David Gomes from Cursor explains how they replaced a complex 12,000-line codebase for managing git work trees with a streamlined 200-line markdown skill using AI agents and sub-agents, simplifying the system and enhancing flexibility. While this approach introduces challenges like ensuring agent isolation and discoverability, Cursor is addressing these through evaluation tests, reinforcement learning, and plans for a more integrated work tree experience in their upcoming Cursor 3.0 interface.

In this talk, David Gomes from Cursor discusses how they replaced a complex feature involving 12,000 lines of code with a much simpler 200-line markdown skill. The feature in question revolves around “git work trees,” which allow parallel work on different branches or tasks without interference. Originally, Cursor’s implementation of work trees was complex, involving extensive code for managing checkouts, setup scripts, isolation, judging, and cleanup. However, by leveraging existing Cursor primitives—specifically AI skills and sub-agents—they were able to recreate the functionality with a lightweight markdown skill, significantly reducing maintenance overhead.

David explains how the new implementation works through simple slash commands like /work tree and /best event, which spin up isolated agents working in separate work trees. These commands instruct the AI models to stay within their assigned work trees, run setup scripts, and even compare outputs from different models to help users choose the best solution. This approach not only simplifies the codebase but also enhances flexibility, allowing users to switch work trees mid-chat and support multi-repo setups, which the previous implementation could not handle.

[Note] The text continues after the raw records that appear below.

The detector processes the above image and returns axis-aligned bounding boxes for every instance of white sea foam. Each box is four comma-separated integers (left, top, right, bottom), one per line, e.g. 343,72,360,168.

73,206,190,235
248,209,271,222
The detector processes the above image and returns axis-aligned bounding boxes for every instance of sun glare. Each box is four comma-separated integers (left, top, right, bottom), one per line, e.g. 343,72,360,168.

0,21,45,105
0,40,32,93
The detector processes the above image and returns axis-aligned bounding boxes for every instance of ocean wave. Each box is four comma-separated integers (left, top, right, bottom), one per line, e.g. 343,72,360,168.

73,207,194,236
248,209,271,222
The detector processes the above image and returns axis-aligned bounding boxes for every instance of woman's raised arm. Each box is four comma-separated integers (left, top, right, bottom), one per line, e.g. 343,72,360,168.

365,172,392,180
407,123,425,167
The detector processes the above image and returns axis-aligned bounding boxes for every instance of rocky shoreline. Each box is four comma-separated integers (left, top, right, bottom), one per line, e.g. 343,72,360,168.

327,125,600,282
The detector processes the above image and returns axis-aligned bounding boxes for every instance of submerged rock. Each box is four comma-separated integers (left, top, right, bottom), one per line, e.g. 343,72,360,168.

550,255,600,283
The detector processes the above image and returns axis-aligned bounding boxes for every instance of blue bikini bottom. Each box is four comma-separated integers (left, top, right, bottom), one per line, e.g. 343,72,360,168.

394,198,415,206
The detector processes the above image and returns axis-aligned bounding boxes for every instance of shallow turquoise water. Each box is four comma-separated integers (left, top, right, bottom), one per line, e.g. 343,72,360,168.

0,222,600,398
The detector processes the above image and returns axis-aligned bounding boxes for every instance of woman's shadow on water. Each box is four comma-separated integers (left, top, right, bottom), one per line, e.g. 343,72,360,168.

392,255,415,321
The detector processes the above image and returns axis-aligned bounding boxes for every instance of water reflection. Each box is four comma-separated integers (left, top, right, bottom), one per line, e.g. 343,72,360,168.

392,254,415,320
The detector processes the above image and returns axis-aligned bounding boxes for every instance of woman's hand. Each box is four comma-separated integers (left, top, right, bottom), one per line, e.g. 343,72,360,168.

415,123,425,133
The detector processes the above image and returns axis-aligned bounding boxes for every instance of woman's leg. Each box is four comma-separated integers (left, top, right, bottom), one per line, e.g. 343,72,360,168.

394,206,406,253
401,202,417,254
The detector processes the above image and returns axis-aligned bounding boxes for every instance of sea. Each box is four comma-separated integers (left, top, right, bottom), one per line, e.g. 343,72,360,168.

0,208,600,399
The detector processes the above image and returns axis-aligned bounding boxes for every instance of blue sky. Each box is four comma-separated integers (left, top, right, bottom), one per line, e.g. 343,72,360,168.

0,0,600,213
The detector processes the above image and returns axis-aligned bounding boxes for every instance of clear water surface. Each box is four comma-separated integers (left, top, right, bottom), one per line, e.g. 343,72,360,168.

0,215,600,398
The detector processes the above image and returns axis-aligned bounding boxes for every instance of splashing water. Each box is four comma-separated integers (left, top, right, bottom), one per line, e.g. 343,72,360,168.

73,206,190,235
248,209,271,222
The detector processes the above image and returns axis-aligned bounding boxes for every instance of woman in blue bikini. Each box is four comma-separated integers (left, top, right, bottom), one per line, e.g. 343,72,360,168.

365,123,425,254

Despite these advantages, the new markdown-based approach has some drawbacks. The biggest challenge is ensuring that AI agents consistently stay within their assigned work trees, as the system now relies on prompting rather than enforced isolation. This can lead to occasional deviations, especially with less capable models. Additionally, the new method feels slower to users because the creation of work trees is visible in the chat, and the feature is less discoverable since it requires users to know and type the slash commands manually.

To address these issues, Cursor is working on improving the reliability of the agents through evaluation tests (evals) and reinforcement learning (RL). They are developing evals to monitor whether models operate correctly within their work trees and using these insights to refine prompts and system reminders. Furthermore, Cursor plans to integrate a more native and complete work tree experience in their upcoming Cursor 3.0 agent interface, which is designed to optimize the coding workflow around AI agents and chat.

Looking ahead, Cursor is also exploring alternative parallelization methods beyond git work trees, which have limitations such as slow creation times, high disk usage, and dependency on git repositories. These new primitives aim to provide more efficient and versatile local parallelization options for users working with different version control systems or environments. Overall, the talk highlights a significant shift towards simplifying complex features with AI-driven markdown skills while continuously improving user experience and system robustness.